4)    To check the local server only, run the script: .\Test-ProxyLogon.ps1 -OutPath $home\desktop\logs



5)    Review the logs.

2.     Microsoft Nmap script http-vuln-cve2021-26855.nse

This file is for use with nmap. It detects whether the specified URL is vulnerable to the Exchange Server SSRF Vulnerability (CVE-2021-26855).

1)    Download the script https://github.com/microsoft/CSS-Exchange/releases/latest/download/http-vuln-cve2021-26855.nse

2)    Copy the file to the nmap script folder. For Windows, the default location is C:\Program Files (x86)\Nmap\scripts. For MAC, the default location is /usr/local/share/nmap/scripts.

3)    Run command nmap -p <port> --script http-vuln-cve2021-26855 <target>.



3.     Microsoft Support Emergency Response Tool (MSERT)

To use the Microsoft Support Emergency Response Tool (MSERT) to scan the Microsoft Exchange Server locations for known indicators from adversaries:

1)    Download MSERT from Microsoft Safety Scanner Download – https://docs.microsoft.com/en-us/windows/security/threat-protection/intelligence/safety-scanner-download.

2)    Read and accept the End user license agreement, then click Next.

3)    Read the Microsoft Safety Scanner Privacy Statement, then click Next.

4)    Select full scan.



4.     Nmap script http-vuln-exchange.nse

http-vuln-exchange.nse is a quick and dirty nmap script which can be used to find potentially vulnerable servers in your environments. (https://twitter.com/GossiTheDog/status/1366863377344126976)

1)    Download the http-vuln-exchange.nse script from https://github.com/GossiTheDog/scanning.

2)    Copy the file to the nmap script folder.

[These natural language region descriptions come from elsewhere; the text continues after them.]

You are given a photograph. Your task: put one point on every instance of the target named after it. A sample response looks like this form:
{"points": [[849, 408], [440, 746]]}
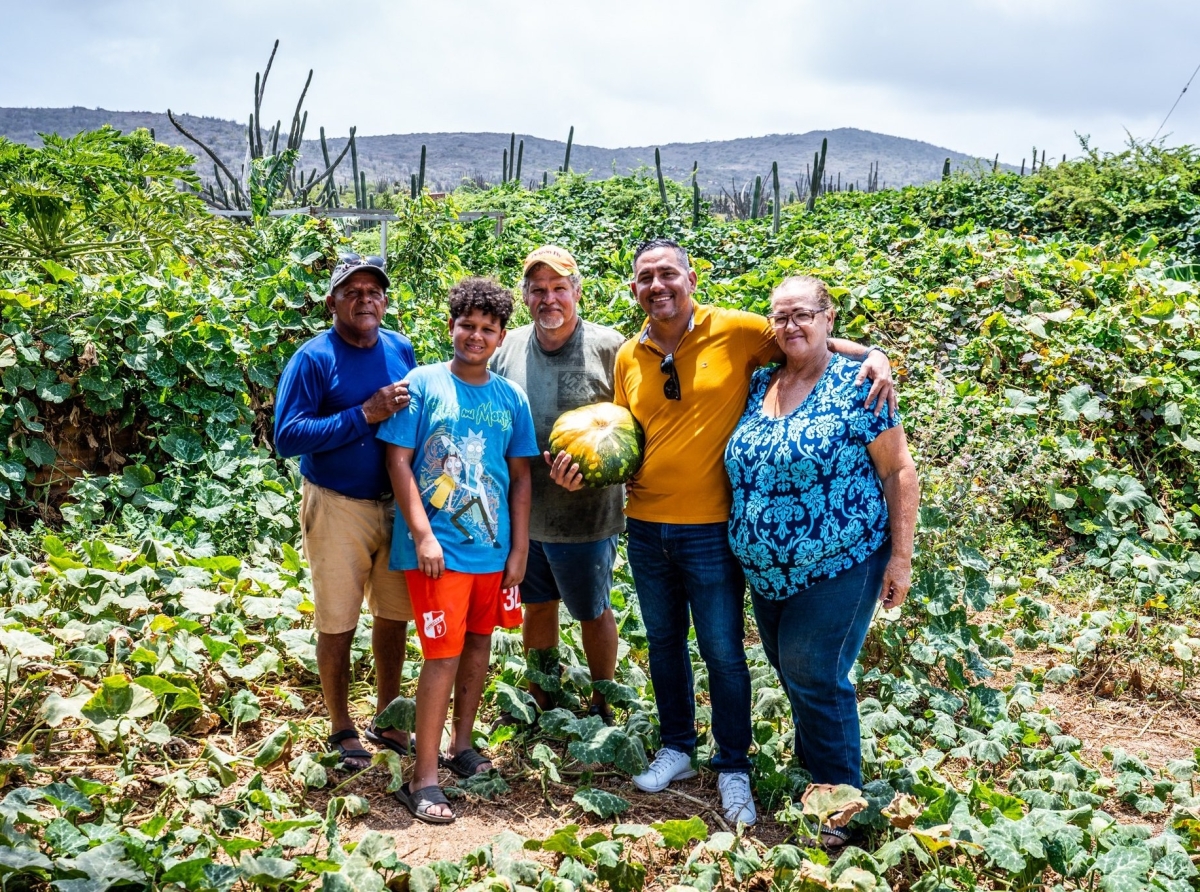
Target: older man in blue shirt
{"points": [[331, 397]]}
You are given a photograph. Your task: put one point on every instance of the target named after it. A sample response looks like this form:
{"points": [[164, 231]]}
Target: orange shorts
{"points": [[448, 608]]}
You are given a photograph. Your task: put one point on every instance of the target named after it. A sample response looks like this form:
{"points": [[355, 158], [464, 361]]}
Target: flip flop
{"points": [[334, 744], [841, 837], [381, 740], [466, 764], [418, 802]]}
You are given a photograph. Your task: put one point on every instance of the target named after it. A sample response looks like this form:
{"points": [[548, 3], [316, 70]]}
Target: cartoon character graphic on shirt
{"points": [[455, 480], [441, 492]]}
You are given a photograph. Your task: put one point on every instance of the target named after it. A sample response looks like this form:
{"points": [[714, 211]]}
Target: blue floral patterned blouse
{"points": [[807, 501]]}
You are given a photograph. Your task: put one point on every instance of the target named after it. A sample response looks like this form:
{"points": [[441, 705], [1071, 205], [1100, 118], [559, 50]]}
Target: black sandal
{"points": [[334, 744], [418, 802], [845, 836], [466, 764]]}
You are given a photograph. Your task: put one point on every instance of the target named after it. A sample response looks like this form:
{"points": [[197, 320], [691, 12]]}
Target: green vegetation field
{"points": [[159, 710]]}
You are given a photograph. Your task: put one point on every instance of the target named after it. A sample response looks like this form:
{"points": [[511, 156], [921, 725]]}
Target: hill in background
{"points": [[454, 156]]}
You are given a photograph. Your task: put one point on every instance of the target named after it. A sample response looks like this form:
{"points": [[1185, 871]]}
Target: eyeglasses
{"points": [[797, 317], [671, 385]]}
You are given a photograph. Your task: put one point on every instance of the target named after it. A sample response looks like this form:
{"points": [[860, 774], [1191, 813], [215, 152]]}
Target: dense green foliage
{"points": [[1043, 330]]}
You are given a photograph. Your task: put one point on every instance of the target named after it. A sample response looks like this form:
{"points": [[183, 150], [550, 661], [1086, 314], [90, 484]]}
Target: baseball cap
{"points": [[349, 264], [557, 258]]}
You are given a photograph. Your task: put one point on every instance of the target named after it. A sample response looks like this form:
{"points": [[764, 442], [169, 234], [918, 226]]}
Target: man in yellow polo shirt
{"points": [[685, 378]]}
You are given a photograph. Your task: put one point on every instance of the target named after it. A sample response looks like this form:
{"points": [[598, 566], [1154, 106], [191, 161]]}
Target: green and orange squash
{"points": [[604, 438]]}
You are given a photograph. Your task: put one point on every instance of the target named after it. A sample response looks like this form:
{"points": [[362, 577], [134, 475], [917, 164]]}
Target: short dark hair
{"points": [[484, 294], [655, 244]]}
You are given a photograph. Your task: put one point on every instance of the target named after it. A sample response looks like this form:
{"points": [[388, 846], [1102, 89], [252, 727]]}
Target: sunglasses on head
{"points": [[671, 385]]}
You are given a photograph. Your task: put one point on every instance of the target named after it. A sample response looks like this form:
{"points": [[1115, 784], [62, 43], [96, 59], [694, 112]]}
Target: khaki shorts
{"points": [[347, 543]]}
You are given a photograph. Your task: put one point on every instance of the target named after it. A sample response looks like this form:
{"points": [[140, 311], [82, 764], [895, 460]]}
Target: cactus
{"points": [[663, 185], [354, 169], [567, 159], [817, 181], [695, 196], [774, 185]]}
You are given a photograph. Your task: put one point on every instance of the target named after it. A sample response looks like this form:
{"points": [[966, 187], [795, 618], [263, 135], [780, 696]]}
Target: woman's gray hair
{"points": [[805, 283]]}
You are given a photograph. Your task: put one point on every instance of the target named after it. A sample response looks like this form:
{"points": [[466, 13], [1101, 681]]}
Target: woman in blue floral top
{"points": [[825, 503]]}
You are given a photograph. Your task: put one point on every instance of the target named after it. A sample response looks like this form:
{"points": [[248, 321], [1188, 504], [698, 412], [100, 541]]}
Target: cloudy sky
{"points": [[976, 76]]}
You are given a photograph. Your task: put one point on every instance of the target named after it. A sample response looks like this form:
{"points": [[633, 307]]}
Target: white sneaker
{"points": [[669, 765], [736, 797]]}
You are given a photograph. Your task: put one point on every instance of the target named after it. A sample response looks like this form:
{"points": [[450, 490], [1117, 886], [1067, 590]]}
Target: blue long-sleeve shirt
{"points": [[318, 409]]}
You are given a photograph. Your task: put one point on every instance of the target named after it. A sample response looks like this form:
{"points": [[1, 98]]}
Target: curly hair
{"points": [[484, 294]]}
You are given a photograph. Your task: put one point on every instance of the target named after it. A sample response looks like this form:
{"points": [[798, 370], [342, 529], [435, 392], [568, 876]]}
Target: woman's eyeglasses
{"points": [[671, 385], [797, 317]]}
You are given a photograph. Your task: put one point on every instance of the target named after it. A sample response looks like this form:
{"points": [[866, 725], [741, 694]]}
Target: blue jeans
{"points": [[579, 574], [813, 640], [685, 573]]}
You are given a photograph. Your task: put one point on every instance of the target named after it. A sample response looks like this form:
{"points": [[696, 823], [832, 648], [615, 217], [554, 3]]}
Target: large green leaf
{"points": [[678, 833]]}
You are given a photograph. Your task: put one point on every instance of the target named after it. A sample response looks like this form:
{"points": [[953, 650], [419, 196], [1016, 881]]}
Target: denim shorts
{"points": [[579, 574]]}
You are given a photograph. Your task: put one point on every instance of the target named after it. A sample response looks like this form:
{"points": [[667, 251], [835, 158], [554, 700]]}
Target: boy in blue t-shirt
{"points": [[459, 460]]}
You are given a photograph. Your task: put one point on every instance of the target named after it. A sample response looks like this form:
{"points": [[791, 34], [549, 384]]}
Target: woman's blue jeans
{"points": [[681, 572], [813, 640]]}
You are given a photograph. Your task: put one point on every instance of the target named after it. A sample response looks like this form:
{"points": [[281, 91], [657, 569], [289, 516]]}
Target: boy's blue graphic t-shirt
{"points": [[462, 436]]}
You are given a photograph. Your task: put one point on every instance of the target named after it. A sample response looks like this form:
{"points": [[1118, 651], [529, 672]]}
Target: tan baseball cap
{"points": [[557, 258]]}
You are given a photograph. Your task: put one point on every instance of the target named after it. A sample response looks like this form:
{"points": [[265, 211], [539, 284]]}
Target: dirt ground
{"points": [[525, 812]]}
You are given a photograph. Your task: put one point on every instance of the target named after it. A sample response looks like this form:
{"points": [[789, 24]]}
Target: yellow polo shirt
{"points": [[682, 479]]}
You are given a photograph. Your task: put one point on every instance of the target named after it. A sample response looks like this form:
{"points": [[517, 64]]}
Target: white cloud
{"points": [[978, 76]]}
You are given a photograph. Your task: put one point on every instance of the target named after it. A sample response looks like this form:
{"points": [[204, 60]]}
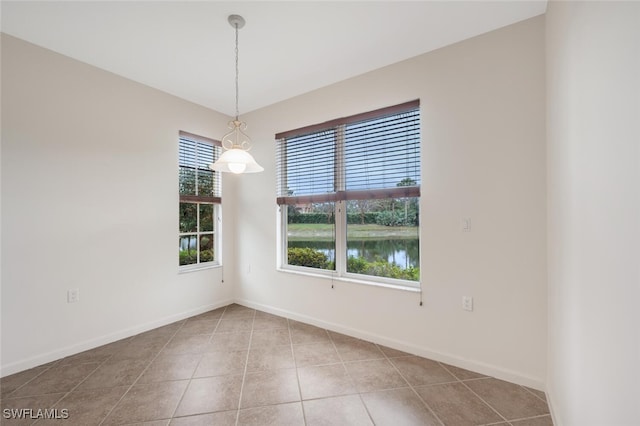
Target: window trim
{"points": [[339, 197], [216, 201]]}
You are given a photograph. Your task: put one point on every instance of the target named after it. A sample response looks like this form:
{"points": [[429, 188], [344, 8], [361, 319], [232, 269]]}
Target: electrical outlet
{"points": [[73, 295], [467, 303]]}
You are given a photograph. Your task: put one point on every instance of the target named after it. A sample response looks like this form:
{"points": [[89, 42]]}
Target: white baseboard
{"points": [[456, 361], [554, 414], [56, 354]]}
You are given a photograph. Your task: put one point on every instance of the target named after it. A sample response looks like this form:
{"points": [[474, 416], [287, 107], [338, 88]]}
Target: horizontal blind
{"points": [[197, 182], [306, 165], [383, 153], [371, 155]]}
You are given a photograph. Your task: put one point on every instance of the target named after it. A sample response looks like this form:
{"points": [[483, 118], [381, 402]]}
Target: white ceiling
{"points": [[286, 48]]}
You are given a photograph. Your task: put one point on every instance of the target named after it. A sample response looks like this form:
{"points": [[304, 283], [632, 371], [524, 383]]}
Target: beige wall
{"points": [[89, 201], [483, 156], [593, 69]]}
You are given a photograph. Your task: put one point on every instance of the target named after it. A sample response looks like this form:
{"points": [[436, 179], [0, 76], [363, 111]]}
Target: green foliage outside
{"points": [[304, 256], [189, 257], [381, 268]]}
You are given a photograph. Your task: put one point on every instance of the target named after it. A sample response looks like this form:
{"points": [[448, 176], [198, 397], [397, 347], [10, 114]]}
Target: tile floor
{"points": [[239, 366]]}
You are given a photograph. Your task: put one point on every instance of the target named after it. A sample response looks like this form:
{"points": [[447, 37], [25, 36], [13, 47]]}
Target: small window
{"points": [[349, 193], [200, 199]]}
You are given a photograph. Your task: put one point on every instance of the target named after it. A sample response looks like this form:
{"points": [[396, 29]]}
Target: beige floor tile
{"points": [[116, 372], [398, 407], [15, 406], [151, 423], [461, 373], [221, 364], [270, 337], [171, 367], [198, 326], [56, 379], [221, 418], [375, 375], [304, 333], [536, 421], [235, 325], [192, 344], [392, 353], [270, 358], [274, 415], [324, 381], [267, 321], [147, 402], [537, 393], [456, 405], [510, 400], [336, 411], [315, 354], [358, 350], [236, 363], [99, 354], [88, 407], [238, 311], [229, 342], [214, 314], [210, 394], [421, 371], [270, 387], [8, 384]]}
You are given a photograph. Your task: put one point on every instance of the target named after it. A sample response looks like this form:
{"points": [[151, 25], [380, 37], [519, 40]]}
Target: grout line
{"points": [[197, 365], [536, 395], [355, 386], [246, 366], [482, 399], [413, 388], [54, 405], [144, 370], [295, 364]]}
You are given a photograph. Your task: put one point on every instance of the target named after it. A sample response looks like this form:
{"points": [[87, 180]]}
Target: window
{"points": [[348, 192], [200, 199]]}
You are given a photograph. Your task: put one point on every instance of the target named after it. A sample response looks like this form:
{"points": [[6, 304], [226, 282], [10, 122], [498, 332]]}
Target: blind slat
{"points": [[196, 181], [365, 158]]}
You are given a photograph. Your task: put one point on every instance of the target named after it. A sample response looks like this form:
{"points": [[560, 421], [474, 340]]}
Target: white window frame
{"points": [[340, 273]]}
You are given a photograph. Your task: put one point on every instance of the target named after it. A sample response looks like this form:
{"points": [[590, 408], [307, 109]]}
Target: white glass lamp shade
{"points": [[236, 160]]}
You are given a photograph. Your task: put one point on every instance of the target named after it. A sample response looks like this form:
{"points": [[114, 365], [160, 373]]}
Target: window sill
{"points": [[193, 268], [410, 288]]}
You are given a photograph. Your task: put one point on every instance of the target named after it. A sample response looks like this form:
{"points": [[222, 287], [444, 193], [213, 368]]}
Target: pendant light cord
{"points": [[237, 72]]}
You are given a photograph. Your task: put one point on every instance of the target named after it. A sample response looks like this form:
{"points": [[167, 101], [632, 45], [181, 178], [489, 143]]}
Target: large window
{"points": [[348, 192], [200, 199]]}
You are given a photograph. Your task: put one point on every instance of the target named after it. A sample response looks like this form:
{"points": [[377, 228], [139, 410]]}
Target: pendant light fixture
{"points": [[236, 144]]}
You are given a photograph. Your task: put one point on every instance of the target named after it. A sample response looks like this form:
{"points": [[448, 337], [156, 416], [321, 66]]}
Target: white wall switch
{"points": [[73, 295], [467, 303]]}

For Windows, the default location is C:\Program Files (x86)\Nmap\scripts. For MAC, the default location is /usr/local/share/nmap/scripts.

3)    Run command nmap -p <port> --script http-vuln-exchange.nse <target>.



5.     Check if patch KB5000871 is installed on Exchange Server

1)    For Exchange 2010, the patch is KB5000978. Open Control panel > Add or Remove Programs, check if update KB5000978 is on the program list.

2)    For Exchange 2013 CU23, the version should be 15.00.1497.012 (or greater)

3)    For Exchange 2016 CU18, the version should be 15.01.2106.013 (or greater)

4)    For Exchange 2016 CU19, the version should be 15.01.2176.009 (or greater)

5)    For Exchange 2019 CU7, the version should be 15.02.0721.013 (or greater)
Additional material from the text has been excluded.